The field of molecular genetics emerged from the realization that DNA and RNA (ribonucleic acid) constitute the genetic material in all living things. In physical terms, a gene is a discrete stretch of nucleotides within a DNA molecule, with each nucleotide containing an A, G, T, or C base unit. It is the specific sequence of these bases that encodes the information contained in the gene and that is ultimately translated into a final product, a molecule of protein or in some cases a molecule of RNA.
Using data from the Human Genome Project, scientists have estimated that the human genome contains anywhere from 20,000 to 25,000 genes.
Advances Based On the Human Genome Project
Advances in genetics and genomics continue to emerge. Two important advances include:
- International HapMap Project and
- Initiation of large-scale comparative genomics studies.
- The International HapMap Project is a collaborative effort between Japan, the United Kingdom, Canada, China, Nigeria, and the United States in which the goal is to identify genetic similarities and differences between individuals representing four major human populations derived from the continents of Africa, Europe, and Asia.
- Comparative genomics is the study of similarities and differences between different species.
Impacts of The Human Genome Project
- It has enabled the identification of a variety of genes that are associated with disease. This, in turn, has enabled more objective and accurate diagnoses.
- The recognition that human genomes may influence everything from disease risk to physiological response to medications has led to the emergence of the concept of personalized medicine—the idea that knowledge of a patient’s entire genome sequence will give health care providers the ability to deliver the most appropriate and effective care for that patient.

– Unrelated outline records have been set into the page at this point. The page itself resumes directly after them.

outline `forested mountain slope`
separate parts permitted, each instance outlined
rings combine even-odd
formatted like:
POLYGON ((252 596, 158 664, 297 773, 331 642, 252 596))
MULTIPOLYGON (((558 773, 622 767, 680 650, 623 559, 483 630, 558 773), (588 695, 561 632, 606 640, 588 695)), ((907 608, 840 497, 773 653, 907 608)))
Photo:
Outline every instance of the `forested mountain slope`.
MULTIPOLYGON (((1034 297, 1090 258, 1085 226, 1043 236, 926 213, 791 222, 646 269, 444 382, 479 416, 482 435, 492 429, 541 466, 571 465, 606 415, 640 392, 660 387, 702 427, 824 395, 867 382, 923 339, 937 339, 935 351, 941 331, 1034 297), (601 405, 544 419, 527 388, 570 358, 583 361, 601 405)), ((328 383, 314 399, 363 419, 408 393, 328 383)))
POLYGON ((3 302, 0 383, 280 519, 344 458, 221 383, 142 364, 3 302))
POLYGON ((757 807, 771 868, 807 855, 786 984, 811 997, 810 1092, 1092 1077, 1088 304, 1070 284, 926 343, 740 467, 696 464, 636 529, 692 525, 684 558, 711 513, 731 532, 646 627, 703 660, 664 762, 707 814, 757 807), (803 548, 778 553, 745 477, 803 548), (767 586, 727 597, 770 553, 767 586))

- Impact on law and the social sciences
- The Human Genome Project affects fields beyond biomedical science in ways that are both tangible and profound. For example, human genomic sequence information has revolutionized the field of forensics, enabling positive identification of individuals from extremely tiny samples of biological substances, such as saliva on the seal of an envelope, a few hairs, or a spot of dried blood or semen. Indeed, spurred by high rates of recidivism (the tendency of a previously convicted criminal to return to prior criminal behaviour despite punishment or imprisonment), some governments have even instituted the policy of banking DNA samples from all convicted criminals in order to facilitate the identification of perpetrators of future crimes. While politically controversial, this policy has proved highly effective. By the same token, innocent men and women have been exonerated on the basis of DNA evidence, sometimes decades after wrongful convictions for crimes they did not commit.
Comparative DNA sequence analyses of samples representing distinct modern populations of humans have revolutionized the field of anthropology. For example, by following DNA sequence variations present on mitochondrial DNA, which is maternally inherited, and on the Y chromosome, which is paternally inherited, molecular anthropologists have confirmed Africa as the cradle of the modern human species,
Homo sapiens.
HGP: Read and Write
- The original HGP was a “read” in that it used chemicals and instruments to decipher the genome for the first time.
- Fast forward to 2016 and another project, called the Human Genome Project–write (HGP-write), now underway to synthesise a human genome from scratch. The start of a 10-year project is aimed at vastly improving the ability to chemically manufacture DNA, with one of the goals being to synthetically create an entire human genome.
Plans for the project have already set off an ethical debate, because the ability to chemically fabricate the complete set of human chromosomes could theoretically allow the creation of babies without biological parents.